Mentre dunque esiste già un notevole filone di ricerca sull’intervento precoce che coinvolge i genitori nell’àmbito dei disturbi dello spettro autistico, per le neurodisabilità complesse questa tradizione è in divenire. «Eppure – spiega Simona Orcesi dell’Unità Operativa di Neuropsichiatria Infantile dell’IRCCS Fondazione Mondino e docente associata di Neuropsichiatria Infantile all’Università di Pavia – si tratta di una percentuale significativa famiglie: si stima infatti che ogni anno circa 53 milioni di bambini in tutto il mondo ricevano una diagnosi di disabilità, che costituisce il 13% dei problemi di salute dei bambini. Ecco perché è fondamentale avere dati sull’efficacia degli interventi precoci».

Lo studio EPI-BOND ha puntato pertanto ad avere delle evidenze empiriche, con un impianto di ricerca rigoroso sui metodi, i tempi e gli strumenti, basandosi su un campione di 45 famiglie con bambini con disabilità grave da 0 ai 2 anni (20 femmine e 17 maschi, di età compresa tra 6 e 25 mesi), con diverse condizioni cliniche, che includevano paralisi cerebrale infantilesindromi genetiche con ritardo psicomotoriomalattie metabolichegravi lesioni cerebrali legate alla nascita pretermine.
Nel dettaglio, la strutturazione del progetto ha previsto otto sessioni videoregistrate di interazione e gioco mamma/bambino, con uno psicologo che affiancava la madre nella visione del filmato, per consentirle di cogliere gli elementi cruciali attraverso i quali avviare una riflessione su cosa sia maggiormente funzionale nell’interazione: prendersi cioè del tempo per osservare quali stimoli producano l’interesse e la partecipazione attiva del bambino, ma anche prestare attenzione alle sue espressioni, alle vocalizzazioni e ai suoi movimenti in diverse situazioni e all’individuazione della giusta “dose” di stimolazione.
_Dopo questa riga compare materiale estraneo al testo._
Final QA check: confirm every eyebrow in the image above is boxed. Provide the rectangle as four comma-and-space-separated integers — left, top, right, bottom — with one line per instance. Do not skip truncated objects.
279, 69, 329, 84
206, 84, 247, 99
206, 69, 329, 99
Ebbene, dopo tale tipo di interventi, è stato possibile osservare un incremento da parte del genitore in termini di coinvolgimento emotivo, responsività, incoraggiamento e insegnamento. Ma la cosa forse più interessante emersa dallo studio è che è migliorato anche il bambino, risultando più interattivo e meno irritabile.

Il gruppo di ricerca, inoltre, ha esaminato anche gli effetti dell’intervento genitoriale sulle variazioni epigenetiche nei bambini con disabilità del neurosviluppo e nel campione preso in considerazione sono stati riscontrati diversi cambiamenti, verificatisi in un arco di tempo relativamente breve, ossia nel corso di due mesi, durante i quali sono stati effettuati gli otto incontri di video-feedback. In tal senso i dati suggeriscono che il miglioramento delle competenze genitoriali nei primi anni di vita del bambino può avere un impatto sulla regolazione dell’espressione genica del DNA.
«Gli interventi terapeutici con i bambini con disturbi del neurosviluppo – ricorda Montirosso – sono solitamente limitati nel tempo, circoscritti a poche sedute settimanali. Tutto questo avviene in una fase di elevata plasticità cerebrale, quando cioè il trattamento riabilitativo potrebbe avere il suo massimo impatto. Perché allora non coinvolgere i genitori, integrando la potenzialità degli scambi quotidiani con il bambino con l’intervento svolto dai terapisti, di fatto moltiplicando in modo esponenziale il monte ore di supporto alle competenze dello sviluppo e ampliando la possibilità di offrire al bambino delle occasioni di apprendimento nella sua quotidianità?».
«Il principio cardine – conclude – è proprio quello di lavorare insieme ai genitori, partire da quello che sanno fare, sollecitarli a riflettere e porsi domande sulla ricchezza della relazione con il proprio bambino: un modo di lavorare, questo, che già di per sé costituisce un meccanismo di cambiamento. È particolarmente importante, infatti, offrire a queste famiglie un intervento precoce centrato sulla promozione delle potenzialità relazionali di ogni mamma e ogni papà: non basta cioè che i genitori siano semplicemente informati sugli sviluppi degli interventi specialistici, è fondamentale che essi diventino parte integrante e attiva dell’intervento. In questa prospettiva il cambio di passo nel lavoro riabilitativo consiste non tanto nel che cosa e nel come viene fatto direttamente per i bambini, ma soprattutto nel che cosa e nel come viene fatto con i loro genitori». (C.T. e S.B.)